Paradoxalement, si le Doc du 59* partage les craintes à l’achat d’Adishatz, il a pris la décision de sauter le pas. “Je ne me suis pas dit dès le départ que je voulais acheter. J’aurais préféré louer un local à la mairie, cela m’aurait rassuré”, confie-t-il. Finalement, les circonstances l’ont mené à investir 175 000 euros destinés à construire avec deux confrères son futur cabinet. “Il y a quelque chose qui m’angoisse dans l’achat. Je n’ai pas la crainte de ne pas parvenir à payer mes traites mais plutôt de me retrouver avec ce bâtiment sur les bras plus tard. Je me dis que cet argent dépensé sera peut-être perdu”, avoue-t-il.

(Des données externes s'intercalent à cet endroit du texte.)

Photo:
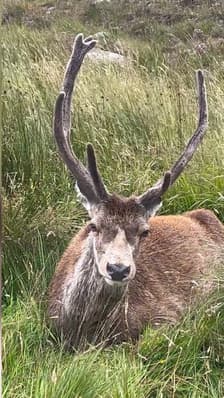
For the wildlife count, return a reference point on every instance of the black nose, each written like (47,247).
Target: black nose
(118,271)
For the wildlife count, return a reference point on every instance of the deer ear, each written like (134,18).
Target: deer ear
(90,207)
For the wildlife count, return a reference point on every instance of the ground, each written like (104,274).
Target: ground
(138,118)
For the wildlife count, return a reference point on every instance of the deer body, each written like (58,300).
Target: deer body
(126,268)
(175,265)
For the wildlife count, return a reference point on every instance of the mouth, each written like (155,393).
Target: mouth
(110,282)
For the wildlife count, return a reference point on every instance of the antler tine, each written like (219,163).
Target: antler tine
(80,48)
(62,121)
(92,167)
(170,176)
(197,137)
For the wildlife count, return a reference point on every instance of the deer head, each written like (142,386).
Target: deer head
(118,225)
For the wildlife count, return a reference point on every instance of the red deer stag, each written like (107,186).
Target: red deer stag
(126,268)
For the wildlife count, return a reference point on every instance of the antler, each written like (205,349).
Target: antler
(89,181)
(157,191)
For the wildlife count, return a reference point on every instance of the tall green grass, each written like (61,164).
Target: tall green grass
(138,118)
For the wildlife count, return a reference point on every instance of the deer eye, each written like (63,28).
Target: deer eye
(145,233)
(93,227)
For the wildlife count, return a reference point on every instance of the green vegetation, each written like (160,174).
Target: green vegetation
(138,118)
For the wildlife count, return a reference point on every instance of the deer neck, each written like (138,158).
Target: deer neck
(90,304)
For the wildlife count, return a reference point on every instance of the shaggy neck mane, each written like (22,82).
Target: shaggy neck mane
(92,308)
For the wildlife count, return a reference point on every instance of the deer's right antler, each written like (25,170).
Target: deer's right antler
(155,193)
(88,180)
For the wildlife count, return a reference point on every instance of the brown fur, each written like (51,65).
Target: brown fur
(174,263)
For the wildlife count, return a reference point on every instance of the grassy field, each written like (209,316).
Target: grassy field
(138,119)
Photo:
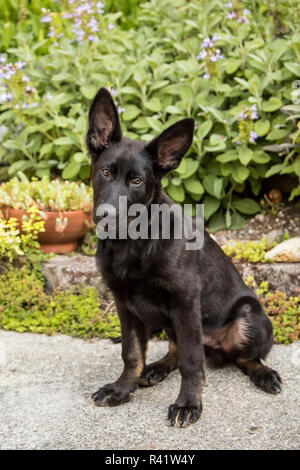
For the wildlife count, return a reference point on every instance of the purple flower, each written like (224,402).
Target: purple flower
(6,97)
(20,65)
(92,38)
(46,18)
(253,136)
(202,55)
(100,7)
(120,109)
(207,42)
(254,114)
(216,37)
(231,15)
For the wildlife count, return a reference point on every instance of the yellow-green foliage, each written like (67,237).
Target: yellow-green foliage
(283,311)
(251,251)
(24,306)
(12,242)
(47,195)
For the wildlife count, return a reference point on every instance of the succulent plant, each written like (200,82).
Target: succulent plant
(55,195)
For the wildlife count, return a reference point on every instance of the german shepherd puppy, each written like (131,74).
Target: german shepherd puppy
(197,297)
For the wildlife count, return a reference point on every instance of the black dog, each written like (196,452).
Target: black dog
(197,297)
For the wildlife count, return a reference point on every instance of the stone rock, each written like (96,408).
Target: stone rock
(276,235)
(281,276)
(287,251)
(71,271)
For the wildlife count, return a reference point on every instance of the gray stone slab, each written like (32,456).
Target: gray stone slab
(46,382)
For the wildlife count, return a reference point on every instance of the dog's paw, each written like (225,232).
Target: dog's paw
(183,416)
(153,374)
(109,396)
(268,380)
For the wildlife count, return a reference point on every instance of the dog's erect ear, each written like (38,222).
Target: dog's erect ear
(104,124)
(171,145)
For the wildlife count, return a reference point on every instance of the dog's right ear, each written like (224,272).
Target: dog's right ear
(104,123)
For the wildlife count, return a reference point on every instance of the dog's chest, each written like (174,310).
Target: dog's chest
(151,302)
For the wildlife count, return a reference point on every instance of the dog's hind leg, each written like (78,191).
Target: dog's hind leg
(157,371)
(134,344)
(249,340)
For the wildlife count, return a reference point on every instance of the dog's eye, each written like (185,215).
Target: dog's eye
(106,171)
(136,180)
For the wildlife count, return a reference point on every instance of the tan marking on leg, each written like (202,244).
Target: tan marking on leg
(229,337)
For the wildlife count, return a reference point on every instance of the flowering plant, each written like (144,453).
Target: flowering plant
(232,66)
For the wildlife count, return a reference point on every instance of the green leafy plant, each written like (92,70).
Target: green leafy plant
(26,307)
(229,66)
(14,244)
(248,250)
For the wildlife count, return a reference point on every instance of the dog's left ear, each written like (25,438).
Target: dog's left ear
(104,124)
(171,145)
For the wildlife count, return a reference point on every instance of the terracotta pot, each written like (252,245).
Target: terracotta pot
(57,239)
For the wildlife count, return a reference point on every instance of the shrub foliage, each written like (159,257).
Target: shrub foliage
(232,66)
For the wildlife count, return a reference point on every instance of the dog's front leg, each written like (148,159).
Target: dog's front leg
(134,342)
(188,406)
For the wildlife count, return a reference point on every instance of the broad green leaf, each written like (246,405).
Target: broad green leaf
(259,156)
(88,91)
(154,105)
(190,167)
(229,156)
(232,65)
(217,222)
(131,112)
(71,170)
(293,67)
(192,185)
(277,134)
(211,205)
(274,170)
(246,206)
(213,185)
(176,192)
(262,127)
(271,105)
(245,155)
(204,129)
(63,141)
(237,221)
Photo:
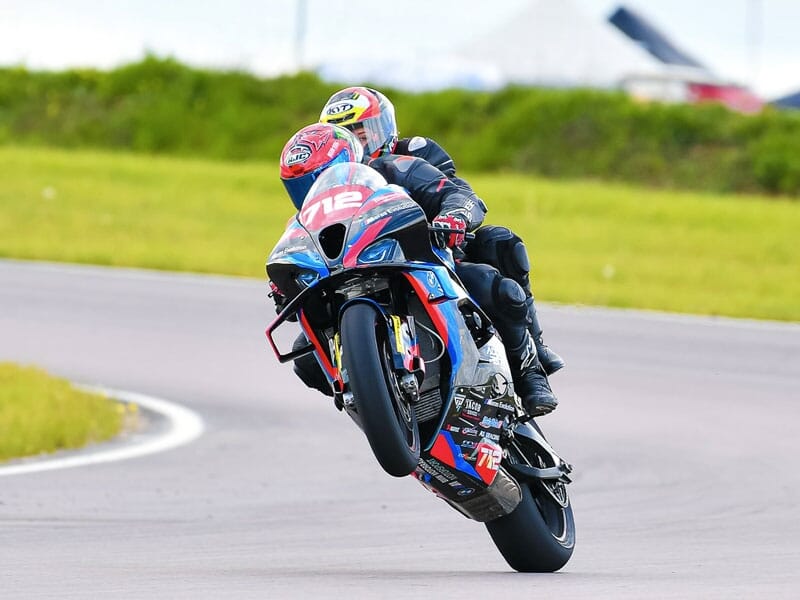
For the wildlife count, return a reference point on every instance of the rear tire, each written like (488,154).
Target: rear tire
(387,419)
(539,535)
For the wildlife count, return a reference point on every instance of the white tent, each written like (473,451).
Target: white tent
(552,43)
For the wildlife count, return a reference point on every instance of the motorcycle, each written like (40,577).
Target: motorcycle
(416,363)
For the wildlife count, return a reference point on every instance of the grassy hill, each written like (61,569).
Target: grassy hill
(160,106)
(591,243)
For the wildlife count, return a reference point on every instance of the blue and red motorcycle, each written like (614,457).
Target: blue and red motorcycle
(416,363)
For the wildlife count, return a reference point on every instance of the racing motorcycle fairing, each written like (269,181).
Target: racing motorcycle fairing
(358,240)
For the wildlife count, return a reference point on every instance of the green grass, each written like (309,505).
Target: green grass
(40,413)
(590,243)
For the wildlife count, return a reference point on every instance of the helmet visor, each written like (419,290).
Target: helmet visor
(298,187)
(376,134)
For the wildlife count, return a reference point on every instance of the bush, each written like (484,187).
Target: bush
(161,106)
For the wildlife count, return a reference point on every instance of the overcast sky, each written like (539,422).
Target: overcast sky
(751,41)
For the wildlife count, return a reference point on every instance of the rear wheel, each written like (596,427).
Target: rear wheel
(388,420)
(539,536)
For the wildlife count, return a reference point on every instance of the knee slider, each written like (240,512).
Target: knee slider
(510,297)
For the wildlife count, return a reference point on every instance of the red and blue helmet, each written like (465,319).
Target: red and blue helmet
(367,113)
(312,150)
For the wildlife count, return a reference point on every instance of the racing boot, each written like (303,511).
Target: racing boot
(550,361)
(530,379)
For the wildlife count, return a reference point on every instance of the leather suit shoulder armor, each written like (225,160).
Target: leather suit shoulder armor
(429,150)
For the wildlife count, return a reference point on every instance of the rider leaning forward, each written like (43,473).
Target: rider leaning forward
(493,266)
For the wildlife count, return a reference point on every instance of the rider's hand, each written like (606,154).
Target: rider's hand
(449,221)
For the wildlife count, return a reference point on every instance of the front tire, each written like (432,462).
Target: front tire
(388,420)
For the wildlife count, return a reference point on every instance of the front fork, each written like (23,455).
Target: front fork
(406,361)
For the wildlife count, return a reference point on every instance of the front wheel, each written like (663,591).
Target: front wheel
(388,420)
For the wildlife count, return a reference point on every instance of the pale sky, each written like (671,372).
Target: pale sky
(754,42)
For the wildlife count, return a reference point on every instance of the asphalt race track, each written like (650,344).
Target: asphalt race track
(684,433)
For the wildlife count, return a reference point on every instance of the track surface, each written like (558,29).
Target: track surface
(683,432)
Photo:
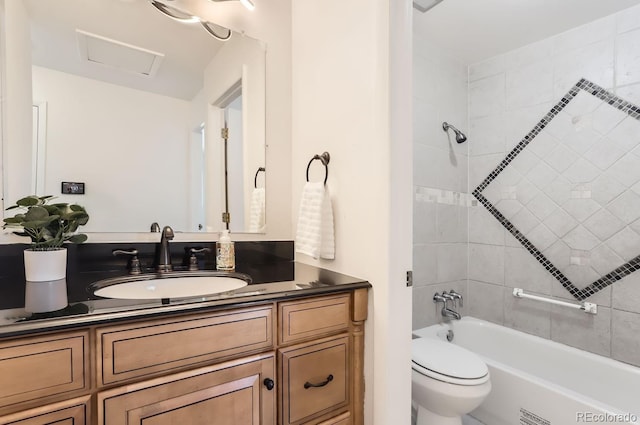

Comme tous ces jeunes généralistes, de plus en plus de médecins reculent désormais devant l’achat. La tendance est clairement ressentie par le Regroupement autonome des généralistes jeunes installés et remplaçants (Reagjir). “Nous voyons de moins en moins d’achats. En revanche, à l’inverse, de plus en plus de médecins louent leur cabinet à des communes qui pratiquent des tarifs avantageux. Le statut de collaborateur séduit également de plus en plus. C’est une sorte de choix intermédiaire”, indique le Dr Jacques Olivier Dauberton, président de Reagjir. Autre constat, les jeunes généralistes sont de plus en plus nombreux à s’installer en exercice regroupé au sein d’une société civile de moyens (SCM). “La société a évolué et les médecins aussi. Leur conjoint(e) travaille et peut être amené à bouger. Les généralistes ne se projettent plus quarante ans au même endroit. Ils souhaitent diversifier leurs modes d’exercice”, conclut le Dr Dauberton.

 

* Pseudos sur le réseau social Twitter.

 

La question de l’accessibilité

Les cabinets médicaux devront réaliser leurs travaux d’accessibilité avant 2018 sous peine de lourdes sanctions financières, voire de peines d’emprisonnement. En pratique, les cabinets médicaux devront d’abord déclarer si leurs locaux sont accessibles. Sinon, ils auront un an pour déposer un dossier d’Ad’Ap (agenda d’accessibilité programmé) en mairie. Sans réponse de la préfecture sous quatre mois, le dossier sera considéré comme accepté. S’ouvrira alors un délai de trois ans pour réaliser les travaux de mise aux normes.

Les établissements qui ne déposeront pas d’Ad’Ap ou qui ne respecteront pas leurs obligations d’accessibilité seront passibles d’une sanction de 2500 euros. Ils risquent des poursuites pénales, 45000 euros d’amende et, en cas de récidive, jusqu’à trois ans de prison.

Cinq types de dérogation sont possibles :

– en cas d’impossibilité technique ;
– en cas de patrimoine classé ;
– en cas de “disproportion manifeste” (si le coût des travaux met en péril la survie financière du cabinet) ;
– si le cabinet est en copropriété et que cette dernière s’oppose à la réalisation de travaux sur les parties communes ;
– lorsque le praticien prévoit de partir à la retraite dans un délai de douze mois.